Michael Jordan once said: “Obstacles don’t have to stop you. If you run into a wall, don’t turn around and give up. Figure out how to climb it, go through it, or work around it”. This quote can be applied to many aspects of life and even to UAVs. When a drone is navigating, there could be restricted-access areas due to safety or rules reasons. These no-go areas for unmanned vehicles can also be called obstacles

Obstacles can be areas on a plane; for instance it is not possible to fly UAVs close to an airport. Obstacles also permit to delimit the minimum altitude drones can fly; in this case the ground altitude on each point of the plane will be the area to avoid. It may could be also necessary to avoid tridimensional obstacles (either static or moving) that the UAV has to avoid, e.g. antennas, high voltage pylon or other UAVs.

These obstacles might be known at the beginning of the flight although they might be moving objects, leading to improvised maneuvers in the drone in order to keep in the best possible way the configured flight plan, which would avoid to enter in these restricted zones.

Unexpected obstacles, a topic of fields

The goal of the UAV is to be capable to keep the stablished flight plan at any time, with the capacity of avoiding unforeseen obstacles.

Traditionally, this problem has been solved through a family of algorithms based in generation of potential fields that change the navigation of the UAV. Just like gravity or opposite magnetic poles, the flight plan always exerts attraction strength on the drone. In the case of obstacles it is exactly the opposite, exerting repulsion strength.

Therefore, with these simulated fields (attraction to the flight plan and repulsion for obstacles) the drone will be capable to correctly keep the flight plan and to avoid these areas, but it is not as easy as it may look.

Potential sink generated by the attraction to flight plan and repulsion of circular obstacle

UAV trapped in a sink of fields

The sum of attraction fields to the flight plan and repulsion fields of the obstacles can generate valleys or sinks of potential where the UAV could be stuck and become incapable to continue the flight plan. Just like gravity can be imagined as a deformation of a bi-dimensional membrane where objects fall down, it can be done a similar representation of the field generated by a lineal flight plan and a circular obstacle.

On the image it can be seen how the combination of the attraction to the flight plan and the repulsion of a circular obstacle generate a sink of potential in front of the obstacle where the drone cannot leave.
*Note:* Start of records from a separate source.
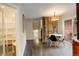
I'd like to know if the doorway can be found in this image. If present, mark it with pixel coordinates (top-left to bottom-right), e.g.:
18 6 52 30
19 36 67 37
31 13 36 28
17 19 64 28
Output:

If you run into a wall, don’t turn around and give up

Veronte includes a new algorithm of computational low weight based in potential, which adds the avoidance of sinks of potential. On this way, the UAV is capable to softly surround obstacles, returning to the configured flight plan as soon as possible. This evasion maneuver is calculated according to the maneuverability of each platform in order to assure that it doesn’t enter into the restricted area of the obstacle, providing as much safety and reliability as expected by our clients.

Finally, obstacles avoidance is a needed functionality in UAVs. The way a UAV calculates how to avoid obstacles keeping the flight plan can be done through different algorithms. One of the most traditional is the potential field, but it has the inconvenience of sinks of potential. The algorithms implemented in Veronte is based in potential fields and avoids the appearance of sinks of potential.